A l'époque, l'ouverture des lettres laisse bien sûr des traces souvent évidentes, contrairement à la surveillance électronique. Voltaire se plaint qu'en Allemagne, les lettres peuvent être ouvertes cinq ou six fois, au point d’avoir besoin de faire changer le cachet, avant de remettre la lettre au destinataire.

Le télégraphe surveillé

Pendant la guerre de sécession, le président américain Abraham Lincoln craint que les confédérés se servent du télégraphe pour communiquer entre eux. Il ordonne des descentes pour saisir tous les télégrammes envoyés et reçus durant une année. Il ira jusqu'à accorder à son secrétaire de la guerre Edwin Stanton le contrôle des lignes de télégraphe. Ainsi, le 17 septembre 1862, lorsque le journaliste George Smaley envoie à sa rédaction new-yorkaise le compte rendu de la bataille d'Antietam, l'opérateur de télégraphe envoie directement l'article... aux autorités. Mais le reporter ne s'offusque pas: c'est la guerre!

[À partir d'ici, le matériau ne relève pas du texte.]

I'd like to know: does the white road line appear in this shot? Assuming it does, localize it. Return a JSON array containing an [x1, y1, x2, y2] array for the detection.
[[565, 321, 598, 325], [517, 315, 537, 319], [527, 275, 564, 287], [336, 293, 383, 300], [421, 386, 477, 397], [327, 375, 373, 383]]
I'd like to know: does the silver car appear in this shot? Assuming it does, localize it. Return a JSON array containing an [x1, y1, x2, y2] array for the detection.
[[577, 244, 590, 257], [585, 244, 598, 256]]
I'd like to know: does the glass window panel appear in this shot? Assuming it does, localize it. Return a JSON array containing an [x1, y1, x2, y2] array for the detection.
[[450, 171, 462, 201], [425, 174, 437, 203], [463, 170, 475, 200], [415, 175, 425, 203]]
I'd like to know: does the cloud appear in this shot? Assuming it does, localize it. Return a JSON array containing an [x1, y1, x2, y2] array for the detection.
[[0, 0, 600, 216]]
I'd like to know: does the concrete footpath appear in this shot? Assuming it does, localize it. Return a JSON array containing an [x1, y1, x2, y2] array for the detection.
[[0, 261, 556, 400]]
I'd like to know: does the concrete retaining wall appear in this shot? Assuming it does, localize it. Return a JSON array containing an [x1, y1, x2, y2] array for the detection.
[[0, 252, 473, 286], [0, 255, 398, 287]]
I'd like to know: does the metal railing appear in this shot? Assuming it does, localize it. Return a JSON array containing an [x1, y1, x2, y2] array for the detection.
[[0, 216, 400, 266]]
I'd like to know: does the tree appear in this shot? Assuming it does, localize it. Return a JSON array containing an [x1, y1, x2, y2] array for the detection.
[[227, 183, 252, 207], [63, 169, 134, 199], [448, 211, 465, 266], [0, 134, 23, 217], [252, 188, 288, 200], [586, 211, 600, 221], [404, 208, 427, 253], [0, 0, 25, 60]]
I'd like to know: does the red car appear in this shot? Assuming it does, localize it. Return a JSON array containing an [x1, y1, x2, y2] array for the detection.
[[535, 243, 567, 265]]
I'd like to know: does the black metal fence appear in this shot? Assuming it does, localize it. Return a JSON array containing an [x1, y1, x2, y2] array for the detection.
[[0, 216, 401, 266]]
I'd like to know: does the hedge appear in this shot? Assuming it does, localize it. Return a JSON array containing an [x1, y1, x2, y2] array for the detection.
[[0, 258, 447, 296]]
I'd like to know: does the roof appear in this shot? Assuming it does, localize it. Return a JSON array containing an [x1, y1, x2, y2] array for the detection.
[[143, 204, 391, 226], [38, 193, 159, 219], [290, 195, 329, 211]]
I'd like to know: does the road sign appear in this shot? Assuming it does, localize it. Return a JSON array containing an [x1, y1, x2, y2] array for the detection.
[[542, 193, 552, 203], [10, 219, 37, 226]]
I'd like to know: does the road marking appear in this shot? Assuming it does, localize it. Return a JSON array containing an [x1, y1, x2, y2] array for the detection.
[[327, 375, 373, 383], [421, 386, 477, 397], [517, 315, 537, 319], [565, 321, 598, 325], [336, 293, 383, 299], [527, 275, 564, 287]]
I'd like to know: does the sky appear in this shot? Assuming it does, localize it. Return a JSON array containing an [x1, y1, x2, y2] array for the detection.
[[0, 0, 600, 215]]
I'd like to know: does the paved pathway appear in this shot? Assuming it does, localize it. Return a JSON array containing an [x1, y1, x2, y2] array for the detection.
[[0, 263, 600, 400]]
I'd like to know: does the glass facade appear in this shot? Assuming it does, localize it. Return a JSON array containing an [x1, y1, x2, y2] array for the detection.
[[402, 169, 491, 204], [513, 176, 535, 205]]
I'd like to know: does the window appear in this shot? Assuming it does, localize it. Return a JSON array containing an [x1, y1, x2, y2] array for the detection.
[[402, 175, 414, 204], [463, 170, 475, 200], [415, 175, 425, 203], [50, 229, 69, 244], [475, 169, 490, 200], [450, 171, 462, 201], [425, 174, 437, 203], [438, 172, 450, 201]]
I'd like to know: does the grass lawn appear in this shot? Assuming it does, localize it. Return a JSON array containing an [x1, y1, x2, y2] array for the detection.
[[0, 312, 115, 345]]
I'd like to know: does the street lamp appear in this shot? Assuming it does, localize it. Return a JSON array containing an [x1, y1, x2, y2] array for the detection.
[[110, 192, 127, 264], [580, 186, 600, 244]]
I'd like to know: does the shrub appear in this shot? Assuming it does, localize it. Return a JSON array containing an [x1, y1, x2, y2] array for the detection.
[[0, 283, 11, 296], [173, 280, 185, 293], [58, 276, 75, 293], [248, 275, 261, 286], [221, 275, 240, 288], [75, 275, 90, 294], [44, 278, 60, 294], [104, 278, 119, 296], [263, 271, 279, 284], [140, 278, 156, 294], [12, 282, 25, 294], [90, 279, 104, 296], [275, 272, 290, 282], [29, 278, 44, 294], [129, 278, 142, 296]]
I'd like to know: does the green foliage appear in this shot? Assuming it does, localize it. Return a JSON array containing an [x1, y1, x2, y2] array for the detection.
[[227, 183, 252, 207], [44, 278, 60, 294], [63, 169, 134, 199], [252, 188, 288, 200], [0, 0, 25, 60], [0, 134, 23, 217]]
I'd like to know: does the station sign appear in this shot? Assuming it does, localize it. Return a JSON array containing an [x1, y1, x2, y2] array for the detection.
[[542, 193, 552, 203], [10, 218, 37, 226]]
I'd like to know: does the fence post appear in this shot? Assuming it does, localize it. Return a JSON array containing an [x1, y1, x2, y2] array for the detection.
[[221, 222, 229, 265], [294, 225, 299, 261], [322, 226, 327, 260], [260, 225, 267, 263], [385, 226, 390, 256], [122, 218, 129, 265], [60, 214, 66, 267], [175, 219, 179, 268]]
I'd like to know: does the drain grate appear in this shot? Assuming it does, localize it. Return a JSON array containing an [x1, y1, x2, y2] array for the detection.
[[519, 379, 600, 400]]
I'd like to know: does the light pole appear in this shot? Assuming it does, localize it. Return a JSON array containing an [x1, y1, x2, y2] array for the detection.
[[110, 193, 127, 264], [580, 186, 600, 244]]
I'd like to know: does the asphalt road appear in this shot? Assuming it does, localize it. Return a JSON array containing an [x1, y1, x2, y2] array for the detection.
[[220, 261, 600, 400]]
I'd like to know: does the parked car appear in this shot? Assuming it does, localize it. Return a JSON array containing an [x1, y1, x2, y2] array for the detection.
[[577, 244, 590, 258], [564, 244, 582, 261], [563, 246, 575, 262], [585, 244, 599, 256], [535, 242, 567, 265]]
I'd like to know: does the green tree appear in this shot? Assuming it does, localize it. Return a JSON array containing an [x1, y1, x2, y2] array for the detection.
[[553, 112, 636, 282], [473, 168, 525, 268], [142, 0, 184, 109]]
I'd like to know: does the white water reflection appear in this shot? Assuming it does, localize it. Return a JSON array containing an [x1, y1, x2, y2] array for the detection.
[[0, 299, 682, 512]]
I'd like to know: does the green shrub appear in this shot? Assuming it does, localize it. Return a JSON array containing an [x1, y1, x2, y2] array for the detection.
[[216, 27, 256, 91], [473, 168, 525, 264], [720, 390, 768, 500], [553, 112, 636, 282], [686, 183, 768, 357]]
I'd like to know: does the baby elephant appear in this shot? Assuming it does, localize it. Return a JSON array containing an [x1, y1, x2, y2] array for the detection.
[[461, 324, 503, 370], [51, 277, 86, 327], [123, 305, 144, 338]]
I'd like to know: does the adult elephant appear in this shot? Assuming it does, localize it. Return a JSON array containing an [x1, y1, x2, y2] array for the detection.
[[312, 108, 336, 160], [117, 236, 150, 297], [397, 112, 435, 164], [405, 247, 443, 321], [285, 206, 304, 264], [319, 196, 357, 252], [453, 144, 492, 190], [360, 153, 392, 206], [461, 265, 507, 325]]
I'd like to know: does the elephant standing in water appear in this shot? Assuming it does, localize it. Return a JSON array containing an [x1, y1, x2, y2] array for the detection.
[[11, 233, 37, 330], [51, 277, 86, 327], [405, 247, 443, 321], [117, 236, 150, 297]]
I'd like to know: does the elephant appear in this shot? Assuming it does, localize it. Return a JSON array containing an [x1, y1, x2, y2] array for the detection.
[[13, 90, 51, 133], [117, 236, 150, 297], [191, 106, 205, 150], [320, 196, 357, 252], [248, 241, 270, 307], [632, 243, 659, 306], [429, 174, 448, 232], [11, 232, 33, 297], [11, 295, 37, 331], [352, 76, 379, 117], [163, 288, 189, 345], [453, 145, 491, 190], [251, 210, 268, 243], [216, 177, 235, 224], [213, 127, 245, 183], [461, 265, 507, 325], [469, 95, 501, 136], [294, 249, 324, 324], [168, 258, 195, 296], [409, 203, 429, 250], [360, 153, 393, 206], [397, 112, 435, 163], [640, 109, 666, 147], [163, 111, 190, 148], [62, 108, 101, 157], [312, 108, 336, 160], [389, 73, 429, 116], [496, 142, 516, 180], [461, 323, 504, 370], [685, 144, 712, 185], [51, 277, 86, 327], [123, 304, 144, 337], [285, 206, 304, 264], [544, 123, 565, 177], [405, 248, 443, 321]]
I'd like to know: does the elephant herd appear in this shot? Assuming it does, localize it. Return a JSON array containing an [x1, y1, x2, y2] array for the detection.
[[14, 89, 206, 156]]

D'ailleurs, l'interception des télégrammes par Lincoln s'arrête en même temps que le conflit. Le bureau de surveillance et de décryptage ouvert au début du XXe siècle par le gouvernement américain sera fermé en 1929, en temps de paix, par le secrétaire d'Etat Henry Stimson. Il déclare : "les gentlemen ne lisent pas le courrier des autres".

Un mal nécessaire?

Aujourd'hui, les guerres ont changé. Les Etats justifient souvent la surveillance des citoyens par la lutte contre le terrorisme. Difficile aussi de résister aux nouveaux moyens à disposition: caméras de surveillance, analyse de données, drones très discrets... d'où le danger de passage à un état de surveillance permanent.

Quant à l'argument "on n'espionne pas sauf quand c'est nécessaire", il renvoie à Voltaire qui notait que: "jamais le ministère qui a eu le département des postes n'a ouvert les lettres d'aucun particulier, excepté quand il a eu besoin de savoir ce qu'elles contenaient".